L'année 1983 se distingue par ses commémorations : Rameau, Wagner, Brahms, Webern, Poulenc, Varèse, tandis que, bien qu'aucune rencontre chronologique ne l'explique, Rossini, Verdi, Strauss soient à leur manière également célébrés. Anniversaires de vivants, de morts et de naissances.

Un événement majeur

Première énumération d'où se dégage un fort parfum d'opéra. N'est-ce pas aussi par l'opéra, dont on a tant de fois déploré la disparition, que la création en chair et en os marquera l'année ? On veut parler de l'événement majeur qu'est la représentation au Palais Garnier du Saint François d'Assise d'Olivier Messiaen (28 novembre).
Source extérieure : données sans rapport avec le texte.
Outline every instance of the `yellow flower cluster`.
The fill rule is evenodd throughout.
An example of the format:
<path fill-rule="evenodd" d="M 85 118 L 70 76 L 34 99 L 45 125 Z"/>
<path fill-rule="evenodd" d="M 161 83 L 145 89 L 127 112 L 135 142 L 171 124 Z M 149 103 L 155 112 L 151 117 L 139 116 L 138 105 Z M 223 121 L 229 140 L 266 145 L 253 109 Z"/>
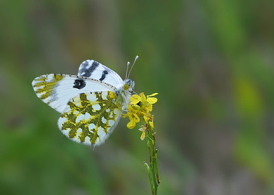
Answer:
<path fill-rule="evenodd" d="M 139 95 L 134 94 L 130 97 L 130 104 L 127 108 L 127 114 L 124 114 L 123 117 L 129 117 L 130 121 L 127 123 L 128 129 L 132 129 L 136 125 L 136 123 L 140 122 L 140 118 L 144 119 L 144 125 L 141 126 L 139 131 L 142 131 L 140 139 L 143 140 L 145 137 L 145 131 L 147 131 L 149 127 L 147 123 L 153 128 L 153 116 L 151 114 L 152 111 L 152 105 L 158 101 L 157 98 L 152 97 L 158 93 L 146 96 L 144 93 L 140 93 Z"/>

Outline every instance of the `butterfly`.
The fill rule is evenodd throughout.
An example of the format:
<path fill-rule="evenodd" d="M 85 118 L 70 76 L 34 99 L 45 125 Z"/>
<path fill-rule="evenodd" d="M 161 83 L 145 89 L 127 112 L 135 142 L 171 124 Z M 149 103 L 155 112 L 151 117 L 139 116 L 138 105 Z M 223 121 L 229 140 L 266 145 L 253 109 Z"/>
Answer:
<path fill-rule="evenodd" d="M 77 76 L 47 74 L 36 77 L 32 86 L 36 95 L 61 113 L 58 125 L 71 140 L 86 145 L 103 144 L 113 131 L 129 104 L 134 81 L 123 80 L 114 71 L 88 60 Z"/>

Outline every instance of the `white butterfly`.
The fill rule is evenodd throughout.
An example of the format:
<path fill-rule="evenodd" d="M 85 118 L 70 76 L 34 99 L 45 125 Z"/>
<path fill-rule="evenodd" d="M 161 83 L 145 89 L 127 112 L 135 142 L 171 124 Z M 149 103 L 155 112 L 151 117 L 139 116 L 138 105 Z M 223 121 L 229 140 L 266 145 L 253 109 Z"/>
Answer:
<path fill-rule="evenodd" d="M 44 75 L 36 78 L 32 86 L 43 102 L 61 113 L 58 124 L 62 133 L 77 142 L 98 146 L 127 109 L 134 81 L 127 75 L 123 81 L 103 64 L 86 60 L 77 76 Z"/>

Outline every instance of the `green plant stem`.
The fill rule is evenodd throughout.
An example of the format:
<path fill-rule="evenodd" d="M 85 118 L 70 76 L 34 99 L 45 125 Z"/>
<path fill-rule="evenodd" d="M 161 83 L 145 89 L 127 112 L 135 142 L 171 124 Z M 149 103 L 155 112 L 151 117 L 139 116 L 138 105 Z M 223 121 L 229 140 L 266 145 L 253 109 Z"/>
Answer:
<path fill-rule="evenodd" d="M 147 168 L 147 172 L 148 172 L 148 173 L 149 173 L 150 185 L 151 186 L 151 194 L 152 194 L 153 195 L 155 195 L 155 194 L 154 194 L 154 189 L 153 189 L 153 181 L 152 181 L 151 172 L 151 171 L 150 171 L 150 168 L 149 168 L 149 165 L 148 165 L 145 161 L 144 161 L 144 164 L 145 164 L 145 166 Z"/>
<path fill-rule="evenodd" d="M 155 149 L 155 137 L 153 129 L 150 126 L 149 122 L 147 124 L 149 127 L 149 131 L 148 132 L 149 135 L 147 137 L 149 140 L 147 142 L 147 146 L 149 148 L 149 166 L 147 164 L 146 164 L 147 166 L 149 166 L 149 177 L 151 187 L 151 193 L 153 195 L 157 195 L 157 190 L 160 183 L 159 175 L 158 175 L 158 166 L 157 161 L 158 150 Z"/>

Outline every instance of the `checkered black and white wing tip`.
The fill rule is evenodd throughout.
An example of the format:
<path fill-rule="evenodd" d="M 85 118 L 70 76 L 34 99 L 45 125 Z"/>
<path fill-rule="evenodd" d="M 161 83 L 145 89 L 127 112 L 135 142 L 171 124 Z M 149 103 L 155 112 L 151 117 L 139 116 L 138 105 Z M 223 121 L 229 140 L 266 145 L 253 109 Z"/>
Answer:
<path fill-rule="evenodd" d="M 62 133 L 77 142 L 99 146 L 128 107 L 134 86 L 128 79 L 132 66 L 123 81 L 114 71 L 88 60 L 81 64 L 77 76 L 44 75 L 32 86 L 42 101 L 61 113 L 58 125 Z"/>

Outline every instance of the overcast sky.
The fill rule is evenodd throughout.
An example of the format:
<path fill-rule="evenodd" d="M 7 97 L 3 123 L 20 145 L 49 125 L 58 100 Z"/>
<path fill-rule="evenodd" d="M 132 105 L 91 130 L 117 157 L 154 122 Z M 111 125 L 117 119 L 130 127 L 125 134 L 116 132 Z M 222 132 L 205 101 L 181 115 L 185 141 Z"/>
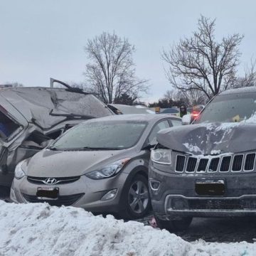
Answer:
<path fill-rule="evenodd" d="M 245 35 L 244 65 L 256 57 L 253 0 L 0 0 L 0 84 L 48 86 L 50 78 L 81 82 L 83 48 L 102 31 L 127 37 L 136 47 L 137 75 L 149 79 L 151 101 L 171 88 L 161 51 L 196 28 L 203 14 L 216 18 L 216 35 Z"/>

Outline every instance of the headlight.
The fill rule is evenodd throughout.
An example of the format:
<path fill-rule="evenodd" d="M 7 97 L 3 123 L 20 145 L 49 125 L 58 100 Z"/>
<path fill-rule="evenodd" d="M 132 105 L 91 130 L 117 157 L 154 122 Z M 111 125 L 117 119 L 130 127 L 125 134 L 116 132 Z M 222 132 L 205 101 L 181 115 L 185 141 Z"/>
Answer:
<path fill-rule="evenodd" d="M 92 179 L 102 179 L 112 177 L 117 174 L 130 159 L 124 159 L 117 161 L 101 169 L 91 171 L 85 175 Z"/>
<path fill-rule="evenodd" d="M 14 177 L 17 179 L 21 179 L 25 176 L 25 172 L 21 168 L 25 161 L 26 160 L 23 160 L 19 162 L 15 168 Z"/>
<path fill-rule="evenodd" d="M 161 164 L 171 164 L 171 150 L 157 149 L 151 151 L 151 159 L 152 161 Z"/>

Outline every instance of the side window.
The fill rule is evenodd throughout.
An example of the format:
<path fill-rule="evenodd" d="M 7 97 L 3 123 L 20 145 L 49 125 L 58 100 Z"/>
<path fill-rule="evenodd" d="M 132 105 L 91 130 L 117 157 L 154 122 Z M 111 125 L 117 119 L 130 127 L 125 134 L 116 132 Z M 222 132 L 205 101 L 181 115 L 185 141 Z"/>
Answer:
<path fill-rule="evenodd" d="M 159 122 L 156 125 L 155 125 L 151 130 L 149 136 L 149 142 L 150 144 L 155 144 L 156 143 L 156 134 L 160 130 L 166 128 L 170 127 L 169 123 L 167 120 L 164 120 Z"/>
<path fill-rule="evenodd" d="M 171 122 L 173 126 L 181 125 L 181 120 L 179 119 L 171 119 Z"/>

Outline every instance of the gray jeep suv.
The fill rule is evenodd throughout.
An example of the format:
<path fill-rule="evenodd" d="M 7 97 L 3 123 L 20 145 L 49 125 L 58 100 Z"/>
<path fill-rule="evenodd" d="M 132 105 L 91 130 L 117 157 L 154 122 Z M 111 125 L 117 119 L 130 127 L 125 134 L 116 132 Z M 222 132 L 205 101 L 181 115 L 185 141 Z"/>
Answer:
<path fill-rule="evenodd" d="M 255 87 L 227 90 L 193 124 L 158 133 L 149 178 L 160 227 L 184 229 L 193 217 L 256 215 L 255 111 Z"/>

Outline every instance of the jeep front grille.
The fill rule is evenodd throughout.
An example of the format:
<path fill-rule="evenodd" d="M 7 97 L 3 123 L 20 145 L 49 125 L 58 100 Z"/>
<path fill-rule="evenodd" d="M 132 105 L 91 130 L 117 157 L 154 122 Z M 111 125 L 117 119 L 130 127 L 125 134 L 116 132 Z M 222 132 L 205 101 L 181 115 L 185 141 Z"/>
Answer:
<path fill-rule="evenodd" d="M 256 153 L 213 156 L 188 156 L 177 154 L 176 172 L 239 172 L 255 169 Z"/>

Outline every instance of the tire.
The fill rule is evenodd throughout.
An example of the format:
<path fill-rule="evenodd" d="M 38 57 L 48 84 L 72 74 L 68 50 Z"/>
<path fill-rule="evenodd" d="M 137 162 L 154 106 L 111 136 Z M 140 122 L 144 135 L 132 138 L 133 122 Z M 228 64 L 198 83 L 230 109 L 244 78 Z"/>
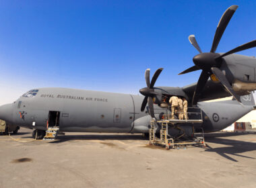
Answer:
<path fill-rule="evenodd" d="M 37 134 L 36 134 L 37 132 Z M 32 137 L 36 140 L 42 140 L 45 136 L 45 130 L 34 130 L 32 132 Z"/>
<path fill-rule="evenodd" d="M 20 130 L 20 127 L 18 126 L 15 130 L 13 130 L 13 133 L 14 134 L 16 134 L 18 133 L 18 131 Z"/>
<path fill-rule="evenodd" d="M 8 128 L 5 128 L 5 132 L 4 132 L 4 134 L 5 134 L 5 135 L 9 135 Z"/>

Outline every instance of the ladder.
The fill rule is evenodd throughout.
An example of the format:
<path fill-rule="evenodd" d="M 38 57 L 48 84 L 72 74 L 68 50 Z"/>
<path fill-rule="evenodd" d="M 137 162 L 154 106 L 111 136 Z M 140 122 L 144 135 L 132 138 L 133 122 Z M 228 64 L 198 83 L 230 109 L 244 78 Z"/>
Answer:
<path fill-rule="evenodd" d="M 49 128 L 45 132 L 45 136 L 43 140 L 55 140 L 59 132 L 59 127 Z"/>

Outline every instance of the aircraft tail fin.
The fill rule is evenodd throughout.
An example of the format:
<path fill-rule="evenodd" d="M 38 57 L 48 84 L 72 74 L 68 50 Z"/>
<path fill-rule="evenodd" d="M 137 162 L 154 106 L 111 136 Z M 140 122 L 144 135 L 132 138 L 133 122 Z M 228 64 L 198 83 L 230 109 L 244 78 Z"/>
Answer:
<path fill-rule="evenodd" d="M 244 105 L 253 106 L 255 109 L 256 106 L 253 92 L 251 92 L 249 95 L 241 96 L 240 99 L 241 100 L 241 102 Z M 235 99 L 233 98 L 232 100 Z"/>

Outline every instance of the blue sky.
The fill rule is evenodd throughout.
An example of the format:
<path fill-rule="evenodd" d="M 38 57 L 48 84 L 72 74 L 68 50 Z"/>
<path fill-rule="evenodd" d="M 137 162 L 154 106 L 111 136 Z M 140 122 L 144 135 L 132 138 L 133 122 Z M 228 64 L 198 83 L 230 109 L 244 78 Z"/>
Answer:
<path fill-rule="evenodd" d="M 0 104 L 44 87 L 137 94 L 148 68 L 164 68 L 156 85 L 196 82 L 177 75 L 197 54 L 188 36 L 209 52 L 232 5 L 218 52 L 256 39 L 255 1 L 0 1 Z"/>

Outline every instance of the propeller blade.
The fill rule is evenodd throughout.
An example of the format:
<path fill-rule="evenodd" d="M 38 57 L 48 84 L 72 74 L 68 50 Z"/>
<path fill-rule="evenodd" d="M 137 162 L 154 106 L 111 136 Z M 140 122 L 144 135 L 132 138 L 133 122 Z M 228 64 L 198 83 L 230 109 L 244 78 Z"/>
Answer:
<path fill-rule="evenodd" d="M 150 109 L 150 113 L 152 117 L 155 117 L 155 113 L 154 112 L 153 99 L 150 97 L 148 97 L 148 104 Z"/>
<path fill-rule="evenodd" d="M 145 79 L 146 79 L 146 83 L 148 88 L 150 86 L 150 68 L 146 69 L 145 71 Z"/>
<path fill-rule="evenodd" d="M 193 46 L 194 46 L 194 47 L 197 50 L 198 52 L 199 52 L 199 53 L 201 54 L 202 52 L 202 51 L 201 50 L 201 48 L 199 47 L 199 46 L 198 45 L 197 42 L 197 40 L 195 40 L 195 37 L 194 35 L 190 35 L 189 36 L 189 40 L 190 42 L 190 43 L 191 43 L 191 44 Z"/>
<path fill-rule="evenodd" d="M 212 42 L 211 52 L 215 52 L 216 50 L 220 40 L 222 38 L 222 34 L 238 7 L 238 6 L 237 5 L 232 5 L 226 10 L 220 18 L 220 22 L 217 26 L 216 31 L 215 32 L 215 36 L 214 41 Z"/>
<path fill-rule="evenodd" d="M 144 111 L 146 105 L 147 105 L 147 103 L 148 103 L 148 97 L 145 97 L 141 104 L 141 107 L 140 108 L 141 111 Z"/>
<path fill-rule="evenodd" d="M 195 87 L 194 95 L 193 96 L 192 104 L 196 105 L 199 99 L 201 92 L 205 85 L 207 81 L 208 80 L 210 74 L 206 71 L 202 71 L 200 75 L 200 77 L 198 79 L 197 85 Z"/>
<path fill-rule="evenodd" d="M 228 55 L 236 53 L 238 52 L 241 52 L 245 50 L 250 49 L 254 47 L 256 47 L 256 40 L 245 43 L 241 46 L 239 46 L 238 47 L 236 47 L 236 48 L 234 48 L 233 50 L 231 50 L 230 51 L 228 51 L 228 52 L 226 52 L 225 54 L 221 55 L 220 56 L 218 56 L 216 59 L 220 59 Z"/>
<path fill-rule="evenodd" d="M 184 71 L 179 73 L 178 75 L 186 74 L 186 73 L 191 73 L 191 72 L 195 71 L 195 70 L 200 70 L 200 68 L 198 68 L 197 66 L 195 65 L 195 66 L 193 66 L 187 68 L 187 70 L 185 70 Z"/>
<path fill-rule="evenodd" d="M 150 88 L 152 88 L 154 87 L 157 79 L 158 78 L 159 75 L 161 73 L 161 72 L 163 69 L 164 69 L 163 68 L 160 68 L 158 70 L 156 70 L 156 71 L 154 74 L 152 79 L 151 80 Z"/>
<path fill-rule="evenodd" d="M 239 96 L 236 95 L 236 93 L 232 89 L 230 84 L 229 83 L 228 79 L 226 76 L 223 74 L 222 70 L 217 67 L 212 67 L 212 73 L 216 76 L 218 79 L 221 82 L 221 83 L 225 87 L 226 90 L 238 101 L 240 103 L 242 104 L 241 101 L 240 100 Z"/>

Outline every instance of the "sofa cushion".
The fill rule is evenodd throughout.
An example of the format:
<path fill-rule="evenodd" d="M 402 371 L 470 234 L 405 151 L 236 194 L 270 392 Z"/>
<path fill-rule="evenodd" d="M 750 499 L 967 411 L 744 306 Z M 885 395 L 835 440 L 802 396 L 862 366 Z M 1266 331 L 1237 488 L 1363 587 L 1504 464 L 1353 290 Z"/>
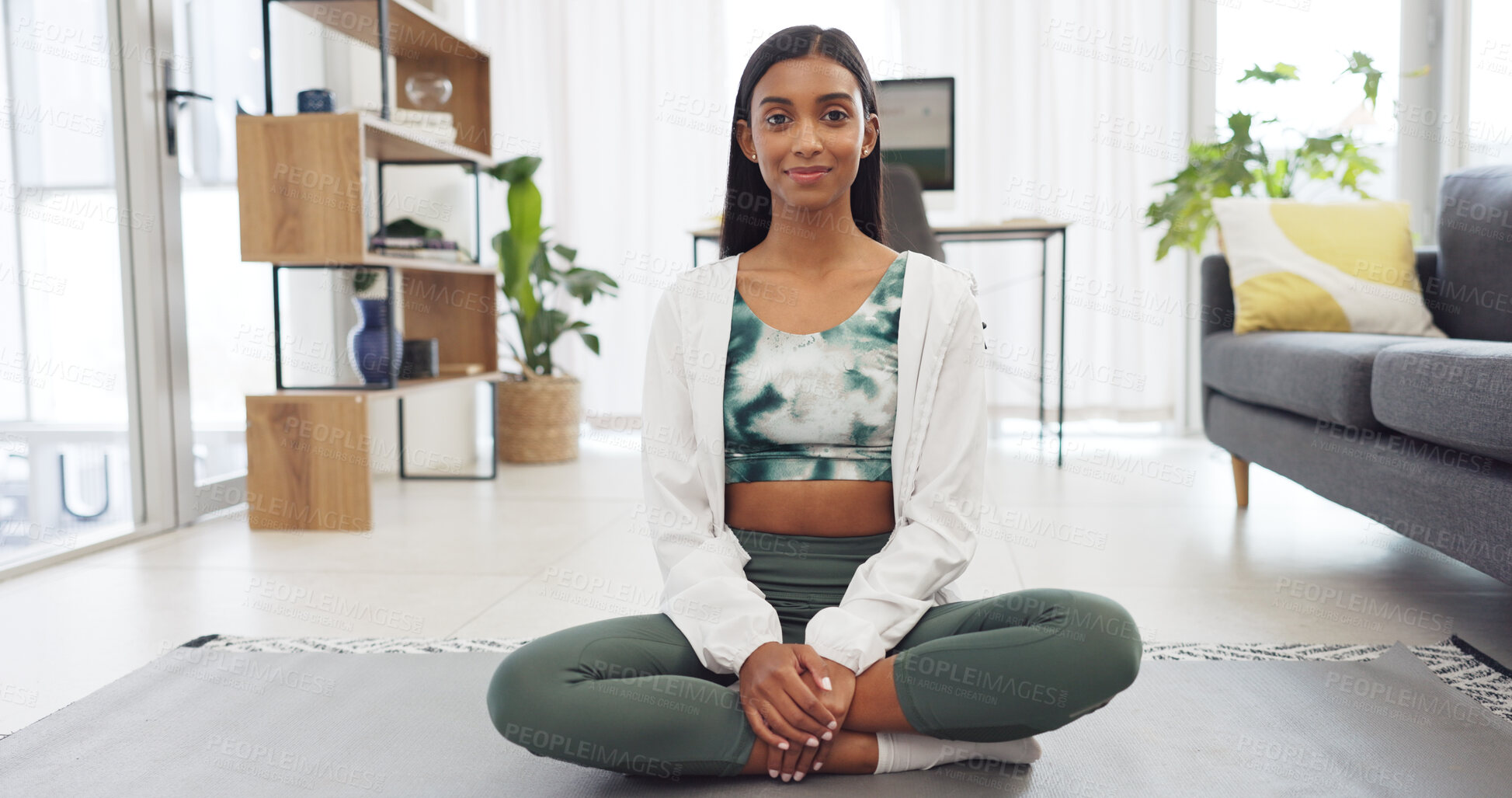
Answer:
<path fill-rule="evenodd" d="M 1237 400 L 1337 424 L 1380 429 L 1370 404 L 1370 366 L 1414 335 L 1264 330 L 1202 338 L 1202 383 Z"/>
<path fill-rule="evenodd" d="M 1450 338 L 1512 341 L 1512 165 L 1444 177 L 1438 274 L 1423 285 Z"/>
<path fill-rule="evenodd" d="M 1387 347 L 1376 356 L 1370 406 L 1394 430 L 1512 462 L 1512 344 Z"/>
<path fill-rule="evenodd" d="M 1423 304 L 1408 203 L 1213 200 L 1234 283 L 1234 332 L 1444 338 Z"/>

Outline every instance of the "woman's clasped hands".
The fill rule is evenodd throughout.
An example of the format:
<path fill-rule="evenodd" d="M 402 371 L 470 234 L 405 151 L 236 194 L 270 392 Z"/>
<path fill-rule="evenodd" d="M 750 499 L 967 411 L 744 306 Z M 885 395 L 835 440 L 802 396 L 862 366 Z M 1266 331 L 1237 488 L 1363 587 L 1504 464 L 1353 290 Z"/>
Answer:
<path fill-rule="evenodd" d="M 845 724 L 856 674 L 804 644 L 762 644 L 741 665 L 741 707 L 767 743 L 767 772 L 801 781 L 824 766 Z"/>

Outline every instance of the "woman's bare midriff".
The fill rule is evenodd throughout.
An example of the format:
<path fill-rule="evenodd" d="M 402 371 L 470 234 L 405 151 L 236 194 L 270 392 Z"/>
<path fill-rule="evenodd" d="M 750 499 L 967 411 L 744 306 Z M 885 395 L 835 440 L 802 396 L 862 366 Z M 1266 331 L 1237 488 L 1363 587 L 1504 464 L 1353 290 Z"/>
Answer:
<path fill-rule="evenodd" d="M 821 538 L 892 531 L 892 483 L 732 482 L 724 486 L 724 522 L 753 531 Z"/>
Messiaen, le plus grand compositeur en vie, fait ses premiers pas dans le temple de la tradition. Paradoxe ! Pas tant qu'on ne se l'imagine si l'on convient que Messiaen, le patient scripteur du Chant des oiseaux (Saint François), s'est probablement glissé dans la foule des curieux venus, grâce au festival d'Automne, découvrir les musiciens et danseurs aborigènes d'Australie (Bouffes du Nord).

Une ligne droite relie Messiaen à Rameau, autour de laquelle s'est accumulée une pleine année d'opéras et de musiques diverses, d'hier à aujourd'hui. Massimo Bogianckino, le nouvel administrateur de l'Opéra de Paris, a pris la barre, tandis qu'un autre Italien, de même réputation (applaudi déjà à Paris), Pier Luigi Pizzi, pourrait à bon droit être sacré meneur en scène de l'année : Parsifal à Venise pour célébrer Wagner, Lucie de Lammermoor de Donizetti à la Scala de Milan en mars, Les Indes galantes au TMP en mai, Hippolyte et Aricie à Aix-en-Provence en juillet, le seul triomphe des festivals d'été, en attendant pour 1984 la Khovanchtchina de Moussorgski à Paris. Qui opposer à Luigi Pizzi ? Un Béjart inégal, montant la Salomé de Strauss à Genève avec, en vedette, Julia Migenes, la Noire superbe qui sera Carmen dans le film de F. Rosi, ou l'enfant terrible de Moscou, Youri Lioubimov, exhumant le Salammbô de Moussorgski à Naples le 29 mai, ou encore la production vénitienne (1982) de Don Quichotte de Massenet par Piero Faggioni... à l'Opéra d'Avignon ?

Rameau et Wagner

Voici Rameau traité, si l'on ajoute les deux versions concert des mêmes Indes galantes par J.-C. Malgoire (festival de Saint-Denis, 17 juin) et de Pygmalion et Anacréon par les Arts florissants au festival de Vaison-la-Romaine (28-29 juillet), sans compter une demi-douzaine de livres et autant de disques.